04 August 2015
My friend has sold his flat in January and got the amount in account. Now in which Bond he can invest so as to save the entire capital gain tax.
Under section 54 the seller of the property can claim for tax exemption; to avail the benefits seller must use entire profit (capital gain) to buy another house. The seller has two options, either he can buy another house within two year from sale of property else he can build a house in three years. Buyer can also buy a house 1 year prior to selling the house and still can avail the benefit under section 54. If after selling property, seller has not identified the property yet. The seller has to open a special account i.e. capital gain accounting scheme. All the withdrawal from this account should be made only for purchase of property. However if seller failed to buy a property within three years after selling property the whole amount will exposed to LTCG.

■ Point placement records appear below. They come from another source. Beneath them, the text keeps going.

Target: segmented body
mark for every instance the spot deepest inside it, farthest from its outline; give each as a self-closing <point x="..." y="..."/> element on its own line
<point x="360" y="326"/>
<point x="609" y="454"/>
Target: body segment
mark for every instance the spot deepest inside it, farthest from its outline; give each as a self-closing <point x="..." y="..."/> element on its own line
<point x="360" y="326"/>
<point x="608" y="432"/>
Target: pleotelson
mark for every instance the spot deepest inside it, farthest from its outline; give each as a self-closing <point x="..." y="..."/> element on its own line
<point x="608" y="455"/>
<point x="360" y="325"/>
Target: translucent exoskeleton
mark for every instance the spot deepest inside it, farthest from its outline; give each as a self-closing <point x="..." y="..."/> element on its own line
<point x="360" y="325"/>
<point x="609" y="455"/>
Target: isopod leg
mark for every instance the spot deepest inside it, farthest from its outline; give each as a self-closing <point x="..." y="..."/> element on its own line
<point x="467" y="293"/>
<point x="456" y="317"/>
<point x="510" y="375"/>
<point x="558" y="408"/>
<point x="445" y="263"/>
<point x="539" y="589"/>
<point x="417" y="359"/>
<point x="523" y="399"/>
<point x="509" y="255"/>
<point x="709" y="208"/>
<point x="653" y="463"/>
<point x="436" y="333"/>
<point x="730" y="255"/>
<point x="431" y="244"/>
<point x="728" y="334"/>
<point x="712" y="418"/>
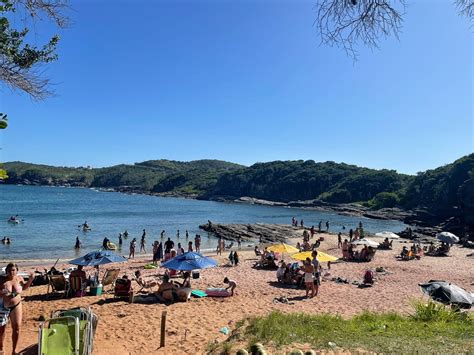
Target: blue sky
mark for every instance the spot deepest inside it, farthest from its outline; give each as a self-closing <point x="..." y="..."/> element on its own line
<point x="246" y="82"/>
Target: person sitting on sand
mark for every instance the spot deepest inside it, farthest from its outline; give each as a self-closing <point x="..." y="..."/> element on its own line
<point x="232" y="285"/>
<point x="145" y="284"/>
<point x="351" y="255"/>
<point x="257" y="251"/>
<point x="79" y="272"/>
<point x="186" y="280"/>
<point x="167" y="290"/>
<point x="363" y="256"/>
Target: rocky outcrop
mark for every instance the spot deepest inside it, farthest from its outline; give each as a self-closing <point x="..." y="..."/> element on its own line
<point x="268" y="233"/>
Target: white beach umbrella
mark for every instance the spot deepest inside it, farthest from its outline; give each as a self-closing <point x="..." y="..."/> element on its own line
<point x="389" y="235"/>
<point x="368" y="242"/>
<point x="447" y="237"/>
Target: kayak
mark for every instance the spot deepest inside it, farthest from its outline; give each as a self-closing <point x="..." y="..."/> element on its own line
<point x="111" y="246"/>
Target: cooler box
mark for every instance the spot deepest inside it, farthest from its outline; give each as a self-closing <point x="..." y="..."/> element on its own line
<point x="96" y="290"/>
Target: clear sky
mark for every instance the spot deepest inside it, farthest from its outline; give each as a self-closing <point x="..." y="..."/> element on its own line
<point x="246" y="82"/>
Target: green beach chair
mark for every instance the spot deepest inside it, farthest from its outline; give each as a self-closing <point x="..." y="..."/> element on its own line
<point x="59" y="336"/>
<point x="68" y="332"/>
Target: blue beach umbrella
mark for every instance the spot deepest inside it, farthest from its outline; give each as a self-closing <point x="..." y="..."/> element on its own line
<point x="189" y="261"/>
<point x="98" y="257"/>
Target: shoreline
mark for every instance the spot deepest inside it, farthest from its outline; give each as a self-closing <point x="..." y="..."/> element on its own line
<point x="126" y="328"/>
<point x="344" y="209"/>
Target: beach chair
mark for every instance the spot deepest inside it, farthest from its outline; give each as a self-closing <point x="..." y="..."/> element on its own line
<point x="68" y="332"/>
<point x="144" y="285"/>
<point x="123" y="289"/>
<point x="57" y="283"/>
<point x="110" y="277"/>
<point x="77" y="288"/>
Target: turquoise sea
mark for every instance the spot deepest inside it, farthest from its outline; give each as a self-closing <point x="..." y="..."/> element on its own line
<point x="51" y="216"/>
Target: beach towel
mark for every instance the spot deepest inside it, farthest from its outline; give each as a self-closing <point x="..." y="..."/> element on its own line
<point x="217" y="292"/>
<point x="198" y="293"/>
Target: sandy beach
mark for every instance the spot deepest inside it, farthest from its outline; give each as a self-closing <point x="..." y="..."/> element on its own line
<point x="135" y="328"/>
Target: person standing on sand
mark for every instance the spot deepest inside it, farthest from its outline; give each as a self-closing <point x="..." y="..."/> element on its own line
<point x="219" y="245"/>
<point x="197" y="243"/>
<point x="143" y="242"/>
<point x="316" y="272"/>
<point x="308" y="277"/>
<point x="11" y="290"/>
<point x="232" y="285"/>
<point x="133" y="245"/>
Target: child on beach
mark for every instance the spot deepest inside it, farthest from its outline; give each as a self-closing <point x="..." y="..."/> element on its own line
<point x="232" y="285"/>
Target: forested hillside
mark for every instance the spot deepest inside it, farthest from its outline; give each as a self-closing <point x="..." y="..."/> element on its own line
<point x="447" y="191"/>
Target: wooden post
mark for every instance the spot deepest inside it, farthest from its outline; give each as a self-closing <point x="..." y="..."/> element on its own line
<point x="163" y="329"/>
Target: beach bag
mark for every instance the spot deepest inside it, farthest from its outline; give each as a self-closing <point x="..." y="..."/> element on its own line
<point x="4" y="316"/>
<point x="369" y="277"/>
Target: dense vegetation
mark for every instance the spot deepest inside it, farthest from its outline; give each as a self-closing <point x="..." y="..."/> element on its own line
<point x="443" y="192"/>
<point x="189" y="178"/>
<point x="431" y="328"/>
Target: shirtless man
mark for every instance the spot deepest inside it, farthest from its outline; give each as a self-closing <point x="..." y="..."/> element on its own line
<point x="10" y="292"/>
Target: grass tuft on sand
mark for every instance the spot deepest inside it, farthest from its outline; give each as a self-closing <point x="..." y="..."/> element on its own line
<point x="432" y="328"/>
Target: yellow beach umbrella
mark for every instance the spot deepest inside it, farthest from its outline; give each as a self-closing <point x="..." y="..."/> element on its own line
<point x="322" y="257"/>
<point x="282" y="248"/>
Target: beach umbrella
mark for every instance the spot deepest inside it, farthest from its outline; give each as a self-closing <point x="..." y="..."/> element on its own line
<point x="282" y="248"/>
<point x="447" y="237"/>
<point x="389" y="235"/>
<point x="98" y="257"/>
<point x="368" y="242"/>
<point x="189" y="261"/>
<point x="447" y="293"/>
<point x="322" y="257"/>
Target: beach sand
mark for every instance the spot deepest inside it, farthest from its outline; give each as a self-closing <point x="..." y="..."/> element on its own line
<point x="135" y="328"/>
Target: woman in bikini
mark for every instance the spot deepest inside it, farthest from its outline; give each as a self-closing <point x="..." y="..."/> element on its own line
<point x="10" y="291"/>
<point x="308" y="278"/>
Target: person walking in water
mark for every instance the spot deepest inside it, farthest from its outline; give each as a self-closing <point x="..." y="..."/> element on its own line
<point x="78" y="243"/>
<point x="143" y="242"/>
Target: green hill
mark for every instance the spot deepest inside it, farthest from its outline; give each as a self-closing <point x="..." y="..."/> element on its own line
<point x="439" y="194"/>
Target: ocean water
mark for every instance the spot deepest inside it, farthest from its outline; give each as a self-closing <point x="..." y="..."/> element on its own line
<point x="51" y="216"/>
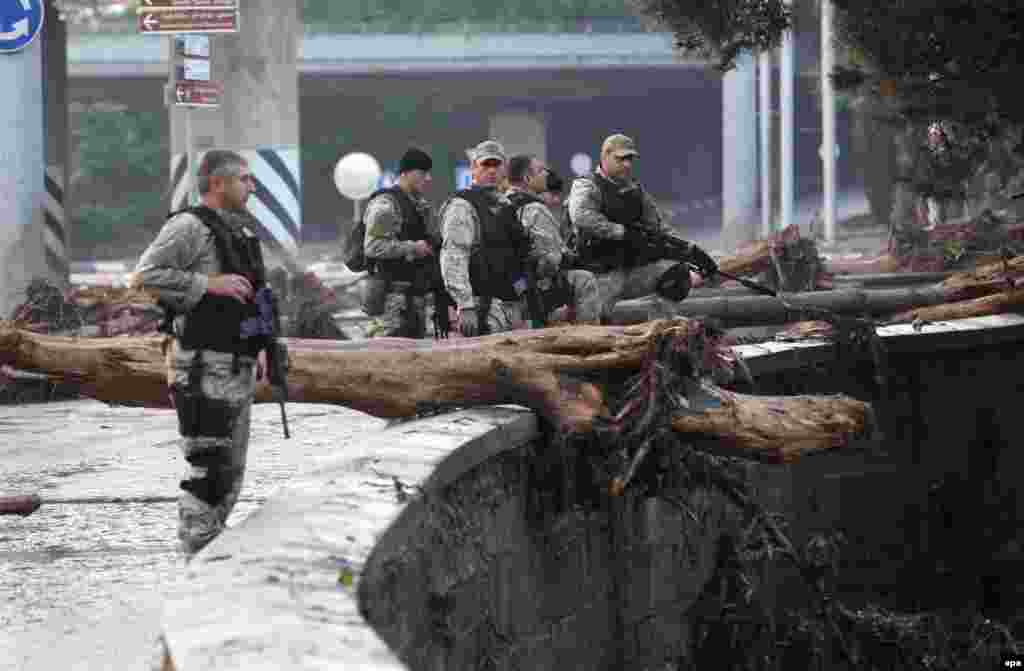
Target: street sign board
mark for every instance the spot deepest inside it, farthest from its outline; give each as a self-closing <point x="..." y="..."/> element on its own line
<point x="196" y="70"/>
<point x="20" y="22"/>
<point x="171" y="21"/>
<point x="198" y="94"/>
<point x="193" y="46"/>
<point x="185" y="4"/>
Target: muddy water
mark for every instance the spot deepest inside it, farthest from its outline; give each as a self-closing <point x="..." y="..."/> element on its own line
<point x="82" y="585"/>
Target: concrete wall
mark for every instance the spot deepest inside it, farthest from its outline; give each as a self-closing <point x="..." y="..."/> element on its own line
<point x="475" y="542"/>
<point x="517" y="567"/>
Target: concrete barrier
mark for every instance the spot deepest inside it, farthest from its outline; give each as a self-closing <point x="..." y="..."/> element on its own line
<point x="279" y="590"/>
<point x="372" y="538"/>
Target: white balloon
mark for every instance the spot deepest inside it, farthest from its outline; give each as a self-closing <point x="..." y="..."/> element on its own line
<point x="355" y="175"/>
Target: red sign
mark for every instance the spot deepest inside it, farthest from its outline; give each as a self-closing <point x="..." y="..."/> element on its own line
<point x="188" y="21"/>
<point x="198" y="94"/>
<point x="186" y="4"/>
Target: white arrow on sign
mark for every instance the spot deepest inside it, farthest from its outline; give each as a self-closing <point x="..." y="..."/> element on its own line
<point x="20" y="30"/>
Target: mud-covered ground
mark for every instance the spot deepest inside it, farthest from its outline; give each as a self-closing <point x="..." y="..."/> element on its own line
<point x="82" y="585"/>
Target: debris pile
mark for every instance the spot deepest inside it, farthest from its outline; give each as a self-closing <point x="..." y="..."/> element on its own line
<point x="305" y="303"/>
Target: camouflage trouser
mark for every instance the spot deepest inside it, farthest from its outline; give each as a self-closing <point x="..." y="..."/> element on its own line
<point x="635" y="282"/>
<point x="404" y="315"/>
<point x="506" y="316"/>
<point x="214" y="427"/>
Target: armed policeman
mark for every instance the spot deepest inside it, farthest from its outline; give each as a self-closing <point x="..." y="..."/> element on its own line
<point x="616" y="221"/>
<point x="484" y="249"/>
<point x="399" y="255"/>
<point x="551" y="285"/>
<point x="206" y="268"/>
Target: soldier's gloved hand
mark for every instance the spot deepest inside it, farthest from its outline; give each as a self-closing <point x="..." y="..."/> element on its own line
<point x="469" y="322"/>
<point x="635" y="239"/>
<point x="706" y="264"/>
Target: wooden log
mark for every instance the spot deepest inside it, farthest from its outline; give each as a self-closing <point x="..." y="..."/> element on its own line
<point x="777" y="429"/>
<point x="1007" y="301"/>
<point x="546" y="370"/>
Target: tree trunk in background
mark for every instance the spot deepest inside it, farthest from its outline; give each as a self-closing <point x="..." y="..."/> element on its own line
<point x="258" y="118"/>
<point x="545" y="370"/>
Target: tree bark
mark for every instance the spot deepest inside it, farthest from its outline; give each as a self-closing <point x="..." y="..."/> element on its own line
<point x="545" y="370"/>
<point x="1008" y="301"/>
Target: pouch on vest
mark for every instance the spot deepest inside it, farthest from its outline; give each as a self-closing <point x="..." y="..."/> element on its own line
<point x="375" y="290"/>
<point x="202" y="416"/>
<point x="354" y="256"/>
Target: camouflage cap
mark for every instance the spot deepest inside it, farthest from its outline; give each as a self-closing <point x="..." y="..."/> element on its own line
<point x="488" y="149"/>
<point x="619" y="144"/>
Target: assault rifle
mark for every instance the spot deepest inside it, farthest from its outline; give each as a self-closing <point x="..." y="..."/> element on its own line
<point x="674" y="248"/>
<point x="266" y="325"/>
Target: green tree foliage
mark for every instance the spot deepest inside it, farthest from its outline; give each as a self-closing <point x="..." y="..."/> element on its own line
<point x="720" y="29"/>
<point x="949" y="61"/>
<point x="120" y="164"/>
<point x="428" y="15"/>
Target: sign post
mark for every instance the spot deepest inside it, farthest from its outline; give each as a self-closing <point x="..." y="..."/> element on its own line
<point x="20" y="23"/>
<point x="189" y="24"/>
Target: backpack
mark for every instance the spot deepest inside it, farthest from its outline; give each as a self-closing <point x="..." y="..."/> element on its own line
<point x="353" y="256"/>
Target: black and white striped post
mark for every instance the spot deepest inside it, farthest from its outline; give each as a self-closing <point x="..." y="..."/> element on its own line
<point x="276" y="202"/>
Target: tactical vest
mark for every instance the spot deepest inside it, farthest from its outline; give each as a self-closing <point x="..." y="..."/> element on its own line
<point x="497" y="268"/>
<point x="624" y="207"/>
<point x="414" y="227"/>
<point x="520" y="200"/>
<point x="215" y="323"/>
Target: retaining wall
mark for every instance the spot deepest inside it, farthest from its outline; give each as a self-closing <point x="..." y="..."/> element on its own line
<point x="475" y="543"/>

Under section 54 EC, seller can invest in bonds issued by National Highway Authority of India (NHAI) and Rural Electrification Corporation (REC). Limit for exemption under section 54 EC is Rs. 50 Lakh.
However STCG is being added to the person’s income and exposed to normal income tax slabs.
Conclusion To save long term capital gain the seller has to buy a house property within two years of sale of capital asset or construct a house within three years. If seller is not able to identify a property he/she can open a capital gain accounting scheme’s special account and park the money until he finds the property (with limit of 3 years). Seller also can invest money in specific bond up to limit of Rs 50 Lakhs to save LTCG tax.
06 August 2015
Many thanks, Ankur !! It has become very clear now. Just one query, as for buying another house, there is a time bar of 3 years , is there any such time bar for investing in property?
I mean, within how many years or months, the assesse can buy the Bonds to save LTCG?